Interestingly, the most commonly cited facilitators involve providers’ perception of their patients, including patient expectation or interest in physical activity and readiness to engage in PAE. Given physicians’ reported low confidence in their patients to follow through on PA recommendations, and physicians’ perception of patient interest as a barrier, physicians may unintentionally communicate low expectations of patients’ interest and motivation to avoid difficult discussions about physical activity. Considering the proportion of Canadians who are insufficiently active,2 and the physiological benefits of becoming active when previously inactive,27 there is a growing imperative for physicians in Nova Scotia to discuss PAE with inactive patients.
Limitations
Like other cross-sectional studies, group differences are inherently weaker than in intervention based studies; it cannot be confirmed whether providers’ behaviours were solely attributed to previous training. Future research should evaluate the effects of a training intervention on Nova Scotian physicians’ practices, confidence, and barriers. Also, there is a need to investigate the implications of physicians’ providing more PA counselling and exercise prescription, on the actual PA levels and behaviors of their patients.
The type, frequency, duration, and timeline of previous physicians training reported varied, however, the limited sample size did not allow for evaluation of the dose-response relationship of PA counselling and exercise prescription training. The somewhat low response rate (13%) is likely due to busy schedules, the length of the survey (e.g., 15 minutes) and the general invitation sent through the provincial association and health authority emails and newsletters, versus a direct email or in-person solicitation. The individuals who completed the survey did so out of their own interest which may have attracted individuals who already practice physical activity counselling and/or exercise prescription, or at least perceive it as beneficial.
Providers may have responded in what they perceive to be a socially desirable way; reporting higher rates, knowledge, and confidence of physical activity counselling and exercise prescription.

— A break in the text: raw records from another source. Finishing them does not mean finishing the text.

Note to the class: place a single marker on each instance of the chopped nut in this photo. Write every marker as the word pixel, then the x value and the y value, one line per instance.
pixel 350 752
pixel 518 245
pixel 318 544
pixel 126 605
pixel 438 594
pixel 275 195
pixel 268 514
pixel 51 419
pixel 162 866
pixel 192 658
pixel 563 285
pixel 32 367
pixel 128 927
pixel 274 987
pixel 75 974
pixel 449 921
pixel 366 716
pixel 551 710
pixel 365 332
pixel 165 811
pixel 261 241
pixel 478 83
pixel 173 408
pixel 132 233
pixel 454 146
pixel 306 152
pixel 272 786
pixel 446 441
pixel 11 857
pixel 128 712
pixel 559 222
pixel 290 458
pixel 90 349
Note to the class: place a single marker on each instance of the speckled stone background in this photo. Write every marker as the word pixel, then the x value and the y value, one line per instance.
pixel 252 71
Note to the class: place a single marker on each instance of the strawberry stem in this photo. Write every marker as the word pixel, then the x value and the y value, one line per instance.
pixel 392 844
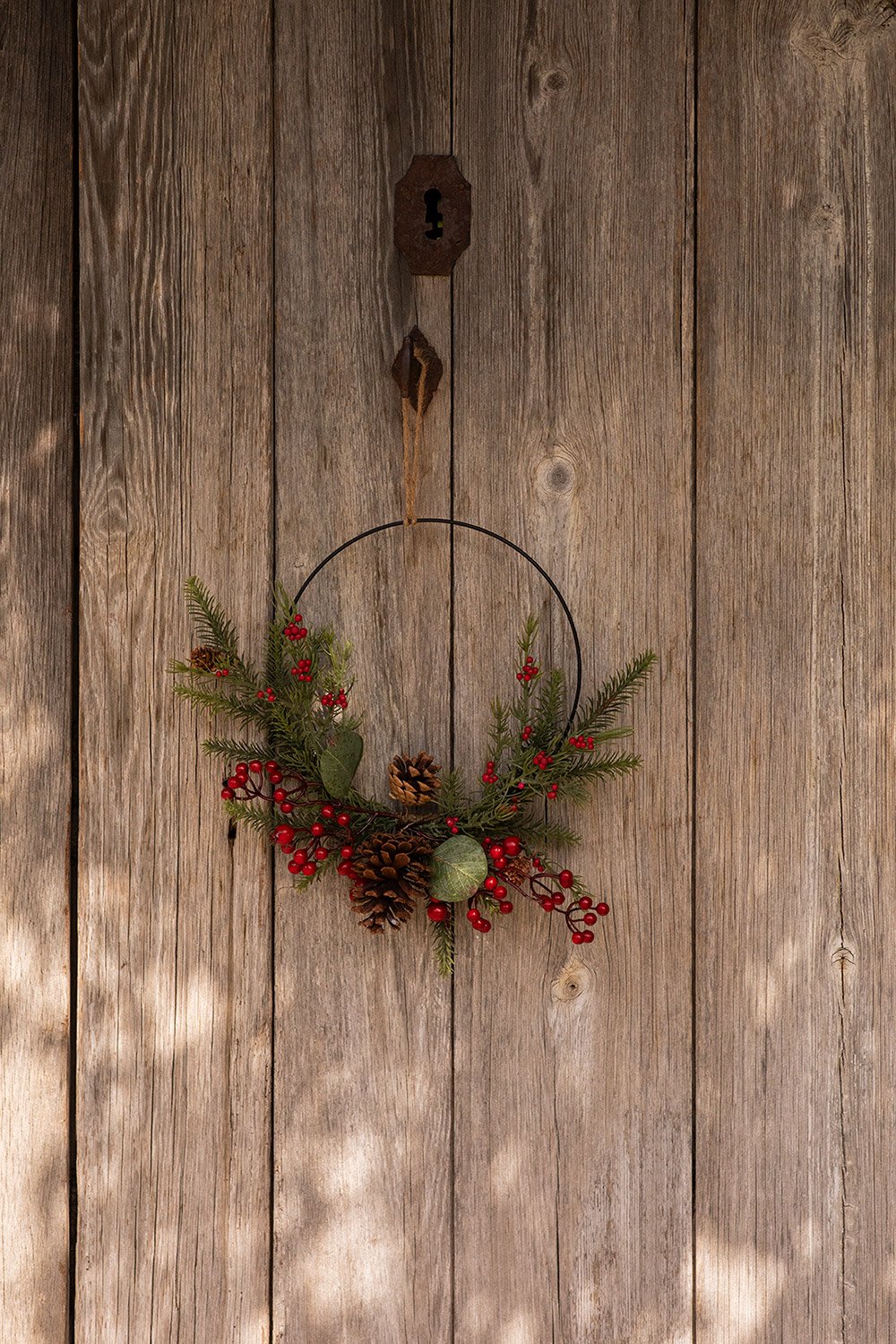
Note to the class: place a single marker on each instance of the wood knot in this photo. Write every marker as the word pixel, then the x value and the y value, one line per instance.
pixel 556 473
pixel 573 981
pixel 546 83
pixel 842 34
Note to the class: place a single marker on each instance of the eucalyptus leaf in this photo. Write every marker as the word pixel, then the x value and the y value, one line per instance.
pixel 457 870
pixel 340 758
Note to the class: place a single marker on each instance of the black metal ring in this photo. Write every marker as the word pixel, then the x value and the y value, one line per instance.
pixel 485 531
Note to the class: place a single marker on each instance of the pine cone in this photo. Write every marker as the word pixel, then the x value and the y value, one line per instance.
pixel 414 780
pixel 206 658
pixel 392 871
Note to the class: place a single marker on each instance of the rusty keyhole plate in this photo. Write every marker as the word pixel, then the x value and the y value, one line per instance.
pixel 432 214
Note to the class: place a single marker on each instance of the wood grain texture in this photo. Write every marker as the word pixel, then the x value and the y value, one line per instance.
pixel 796 857
pixel 573 437
pixel 174 1031
pixel 363 1059
pixel 35 625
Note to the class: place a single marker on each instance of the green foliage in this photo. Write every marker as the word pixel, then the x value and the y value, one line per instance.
pixel 614 695
pixel 339 761
pixel 443 935
pixel 457 868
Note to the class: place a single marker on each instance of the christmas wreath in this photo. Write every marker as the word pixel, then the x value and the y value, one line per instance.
pixel 435 844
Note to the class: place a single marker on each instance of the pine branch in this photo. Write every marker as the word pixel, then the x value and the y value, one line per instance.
pixel 452 796
pixel 444 943
pixel 548 707
pixel 210 618
pixel 500 738
pixel 614 763
pixel 614 695
pixel 214 702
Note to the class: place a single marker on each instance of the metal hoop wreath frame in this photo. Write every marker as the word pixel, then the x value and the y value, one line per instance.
pixel 495 537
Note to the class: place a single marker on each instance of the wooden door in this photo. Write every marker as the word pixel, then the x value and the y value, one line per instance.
pixel 669 352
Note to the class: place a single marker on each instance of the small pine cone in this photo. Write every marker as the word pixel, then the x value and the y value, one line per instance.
pixel 519 870
pixel 206 658
pixel 392 871
pixel 414 780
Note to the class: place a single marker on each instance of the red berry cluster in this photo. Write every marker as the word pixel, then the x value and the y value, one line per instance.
pixel 331 699
pixel 528 671
pixel 308 847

Since provider’s self-reported rates of physical activity content in sessions are generally higher than patient reported data and direct observation, they may have over-reported some of their responses in this current study. Given these limitations it is possible, perhaps likely, that the rate of prescribing PA is actually lower than our data indicate.
Conclusion
Our findings show that physicians with previous training have slightly higher confidence although all physicians experience many barriers that prevent PA counselling and exercise prescription. The current training MDs receive appears to have minimal impact on the environmental and systemic barriers they experience and their inclusion of PAE assessment and prescription as part of their routine clinical practice. Although some training supports MDs’ inclusion of PAE into their practice, there is a need for wide-scale efforts to help MDs meet a higher standard of counselling most patients on physical activity and providing more patients with written exercise prescriptions.
Appendix A
Screenshot of Example Questions:
Footnotes
Conflicts of interest: JF is the Exercise is Medicine Canada National Advisory Council Chair and Scientific Lead for Exercise is Medicine Nova Scotia. JF receives honoraria and travel to deliver Exercise is Medicine Canada workshops through an unrestricted grant from the Lawson Foundation.